The following is an assessment of the likely impact of this legislation.

The Act would require business process changes in 4 areas: participant consent and notice forms, eligibility screening, tax reporting and record keeping.

Participant consent and notice forms. Under the proposal, life insurance death benefits received by an employer on an employee’s life would be taxable (in excess of basis) under new Internal Revenue Code Section 101(j)–unless, before policy issue, the employee: a) is notified in writing of the employer’s intent to insure the employee’s life; b) provides written consent to being insured and that the coverage may continue after the insured terminates employment; and c) is informed in writing that the employer will be a beneficiary of any proceeds payable at the employee’s death.

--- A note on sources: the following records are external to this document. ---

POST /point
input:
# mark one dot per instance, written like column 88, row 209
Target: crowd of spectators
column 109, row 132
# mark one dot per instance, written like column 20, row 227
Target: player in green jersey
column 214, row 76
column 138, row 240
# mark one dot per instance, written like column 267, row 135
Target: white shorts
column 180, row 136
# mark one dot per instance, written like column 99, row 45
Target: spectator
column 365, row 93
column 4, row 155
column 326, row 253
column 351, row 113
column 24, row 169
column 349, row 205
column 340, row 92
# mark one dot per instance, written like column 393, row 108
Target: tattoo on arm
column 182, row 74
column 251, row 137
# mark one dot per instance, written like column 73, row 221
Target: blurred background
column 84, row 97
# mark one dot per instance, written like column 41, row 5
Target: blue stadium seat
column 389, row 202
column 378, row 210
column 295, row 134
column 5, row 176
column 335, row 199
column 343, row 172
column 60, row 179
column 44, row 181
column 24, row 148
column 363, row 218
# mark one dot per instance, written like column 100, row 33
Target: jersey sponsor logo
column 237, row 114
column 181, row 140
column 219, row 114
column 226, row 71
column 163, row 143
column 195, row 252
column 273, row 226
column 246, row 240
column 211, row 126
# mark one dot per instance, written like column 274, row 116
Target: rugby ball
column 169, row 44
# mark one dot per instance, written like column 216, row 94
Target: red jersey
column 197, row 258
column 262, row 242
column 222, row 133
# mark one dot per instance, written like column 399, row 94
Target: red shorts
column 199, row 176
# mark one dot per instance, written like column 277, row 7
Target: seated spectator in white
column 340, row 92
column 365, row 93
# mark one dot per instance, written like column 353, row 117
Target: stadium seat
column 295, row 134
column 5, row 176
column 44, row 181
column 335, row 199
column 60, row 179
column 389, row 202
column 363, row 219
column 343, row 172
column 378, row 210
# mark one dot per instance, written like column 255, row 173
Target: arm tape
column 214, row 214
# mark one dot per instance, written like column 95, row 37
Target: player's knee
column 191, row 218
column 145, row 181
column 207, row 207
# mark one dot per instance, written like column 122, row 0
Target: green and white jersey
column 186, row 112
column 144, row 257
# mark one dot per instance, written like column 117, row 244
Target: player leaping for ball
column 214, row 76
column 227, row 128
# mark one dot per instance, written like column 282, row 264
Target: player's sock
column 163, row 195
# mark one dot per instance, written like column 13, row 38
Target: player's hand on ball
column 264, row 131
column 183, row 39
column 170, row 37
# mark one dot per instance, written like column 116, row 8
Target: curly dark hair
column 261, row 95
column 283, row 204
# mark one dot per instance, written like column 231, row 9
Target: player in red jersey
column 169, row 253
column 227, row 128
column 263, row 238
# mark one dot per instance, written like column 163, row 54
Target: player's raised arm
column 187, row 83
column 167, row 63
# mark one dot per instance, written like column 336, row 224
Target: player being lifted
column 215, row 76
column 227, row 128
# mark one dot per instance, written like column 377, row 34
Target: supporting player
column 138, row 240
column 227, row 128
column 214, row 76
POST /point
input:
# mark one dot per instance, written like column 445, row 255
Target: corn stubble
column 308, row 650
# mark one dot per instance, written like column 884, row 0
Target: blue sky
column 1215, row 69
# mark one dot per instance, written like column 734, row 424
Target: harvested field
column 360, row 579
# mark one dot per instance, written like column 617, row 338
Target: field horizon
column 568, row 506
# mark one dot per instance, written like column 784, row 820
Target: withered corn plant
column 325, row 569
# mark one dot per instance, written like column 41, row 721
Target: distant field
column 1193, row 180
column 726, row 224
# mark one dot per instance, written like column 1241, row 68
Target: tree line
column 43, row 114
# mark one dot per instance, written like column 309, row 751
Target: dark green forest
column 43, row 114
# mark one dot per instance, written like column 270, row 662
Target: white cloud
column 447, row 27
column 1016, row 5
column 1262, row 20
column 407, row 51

While many COLI firms already have incorporated consent forms into their business process, the COLI-BPA proposal will require notice forms that specify the maximum policy face amount the employee “could be insured for at the time the policy was issued.” The use of the future conditional tense (“could be”) may raise issues for aggregate funded plans where the client has an initial premium budget but has no idea if and when additional coverage might be needed to cover future cash flows. Regulations on this point would be helpful.

Even if notice and consent requirements are met, the employer’s death benefits would be taxable under Section 101(j) (other than those going to the insured’s family or trust, or used to buy an insured’s business interest). This applies unless the insured was: a) an employee during the 12 months preceding death or b) at time of policy issue, a director, or among the highest paid 35% of all employees or “highly compensated” as defined by IRC Section 414(q). Section 414(q) includes 5% owners and those earning over $95,000 in the “highly compensated” definition.

Eligibility screening. If the bill passes, case designers will need to use a new, bright-line compensation test to screen and eliminate employees below the $95,000 threshold. This would be interesting for several reasons.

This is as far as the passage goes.